На крик выскочила челядь, толкались, хватались за стремена, ждали момента, когда надо будет, согласно ритуалу, пробежать обочь лошади и позади нее по Воздвиженке.
Прокофий Федорович двинул каблуками в бока лошади, надеясь на привычную рысь, но она, рванув с места, вдруг осадила, навострила уши и недовольно пошла шагом, откидывая вбок крутую шею. Прокофий Федорович нахмурился и остановил ее перед растворенными воротами.
– Что за потеха?
Посреди ворот на коленях стоял темноволосый и кудрявый, как девушка, парень, светлоглазый и очень молодой. Лицо его, охваченное легкой, веселой бородой, еще ни разу не стриженной, показалось Прокофию Федоровичу очень знакомым, и оттого, что он никак не мог вспомнить, где он мог видеть это красивое лицо, сам он и его дворня остановились в неожиданном замешательстве. Так и не вспомнив, Соковнин решительно двинул лошадь вперед, в надежде, что парень посторонится и отползет, но тот выдержал угрозу и мужественно положил поклон прямо в передние копыта невольно остановившейся лошади. Чтобы разглядеть челобитчика, пришлось подать лошадь немного вправо.

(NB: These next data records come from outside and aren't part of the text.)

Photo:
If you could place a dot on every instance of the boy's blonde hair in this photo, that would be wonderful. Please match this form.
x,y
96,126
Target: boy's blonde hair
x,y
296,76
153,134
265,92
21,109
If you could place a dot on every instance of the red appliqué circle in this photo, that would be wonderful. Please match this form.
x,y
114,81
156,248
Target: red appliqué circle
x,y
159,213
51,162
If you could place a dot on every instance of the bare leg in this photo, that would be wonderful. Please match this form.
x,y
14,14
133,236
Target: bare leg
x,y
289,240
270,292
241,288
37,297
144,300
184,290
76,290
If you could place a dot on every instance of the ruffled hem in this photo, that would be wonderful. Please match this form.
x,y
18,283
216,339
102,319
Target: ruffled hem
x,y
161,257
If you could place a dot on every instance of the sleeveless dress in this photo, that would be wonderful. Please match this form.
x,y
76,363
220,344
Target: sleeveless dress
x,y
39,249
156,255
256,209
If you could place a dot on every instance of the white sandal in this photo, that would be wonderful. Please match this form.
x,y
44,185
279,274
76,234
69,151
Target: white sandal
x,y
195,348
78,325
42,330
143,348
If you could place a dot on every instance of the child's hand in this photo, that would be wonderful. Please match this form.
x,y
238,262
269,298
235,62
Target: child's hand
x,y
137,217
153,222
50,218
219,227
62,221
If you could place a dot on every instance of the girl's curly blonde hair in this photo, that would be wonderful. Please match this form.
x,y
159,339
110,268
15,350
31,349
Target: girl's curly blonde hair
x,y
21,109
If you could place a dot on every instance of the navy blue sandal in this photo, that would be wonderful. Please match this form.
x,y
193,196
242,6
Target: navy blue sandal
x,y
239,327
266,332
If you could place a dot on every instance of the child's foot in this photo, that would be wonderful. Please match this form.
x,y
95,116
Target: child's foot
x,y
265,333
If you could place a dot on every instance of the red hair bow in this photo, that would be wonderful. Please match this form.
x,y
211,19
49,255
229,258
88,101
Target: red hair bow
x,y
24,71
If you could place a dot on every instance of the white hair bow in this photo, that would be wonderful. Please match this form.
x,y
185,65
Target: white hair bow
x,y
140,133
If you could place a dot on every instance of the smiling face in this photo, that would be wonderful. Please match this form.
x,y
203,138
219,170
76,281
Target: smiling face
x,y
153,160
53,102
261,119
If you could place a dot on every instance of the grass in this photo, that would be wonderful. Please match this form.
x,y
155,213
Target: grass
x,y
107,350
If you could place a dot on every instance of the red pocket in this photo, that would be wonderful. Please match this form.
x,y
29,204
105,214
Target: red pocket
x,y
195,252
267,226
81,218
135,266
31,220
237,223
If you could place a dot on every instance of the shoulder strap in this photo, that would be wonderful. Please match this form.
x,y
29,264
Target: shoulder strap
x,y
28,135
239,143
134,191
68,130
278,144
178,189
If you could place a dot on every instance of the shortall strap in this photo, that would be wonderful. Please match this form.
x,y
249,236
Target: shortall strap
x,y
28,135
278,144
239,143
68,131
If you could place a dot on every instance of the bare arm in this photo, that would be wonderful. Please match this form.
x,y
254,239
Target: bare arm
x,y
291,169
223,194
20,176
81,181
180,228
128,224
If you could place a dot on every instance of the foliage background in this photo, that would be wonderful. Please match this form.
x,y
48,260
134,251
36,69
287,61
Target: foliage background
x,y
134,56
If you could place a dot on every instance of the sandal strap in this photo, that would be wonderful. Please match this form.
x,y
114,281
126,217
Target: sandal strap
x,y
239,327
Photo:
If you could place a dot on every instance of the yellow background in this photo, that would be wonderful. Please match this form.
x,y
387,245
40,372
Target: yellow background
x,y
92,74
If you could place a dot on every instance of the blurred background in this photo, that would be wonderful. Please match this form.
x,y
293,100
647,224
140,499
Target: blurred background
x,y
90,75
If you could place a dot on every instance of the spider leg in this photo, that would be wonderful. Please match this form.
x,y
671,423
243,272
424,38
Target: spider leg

– Чей? – спросил Прокофий Федорович, всматриваясь в понравившееся лицо поверх высокого вершка своей шапки.
Голова парня, таким образом, казалась отделенной от тела и одна лежала на красном шапошном вершке. Это на минуту позабавило Соковнина.
– Чей, спрашиваю?
– Посадский человек Степан Иванов сын, – на миг подняв голову и снова кланяясь в копыта лошади, ответил Степан.
Пришлось подать лошадь еще больше в сторону, и вот показалась вся фигура Степана в подпоясанном свежим лыком зипуне, в новых, отливавших желтизной лаптях. Смятая шапка топорщилась серым мехом бараньей опушки.
– В каком промысле горазд?
– Литейной хитрости подмастерье.
– Надобности в тебе нету великой, а за сим почто выставил себя?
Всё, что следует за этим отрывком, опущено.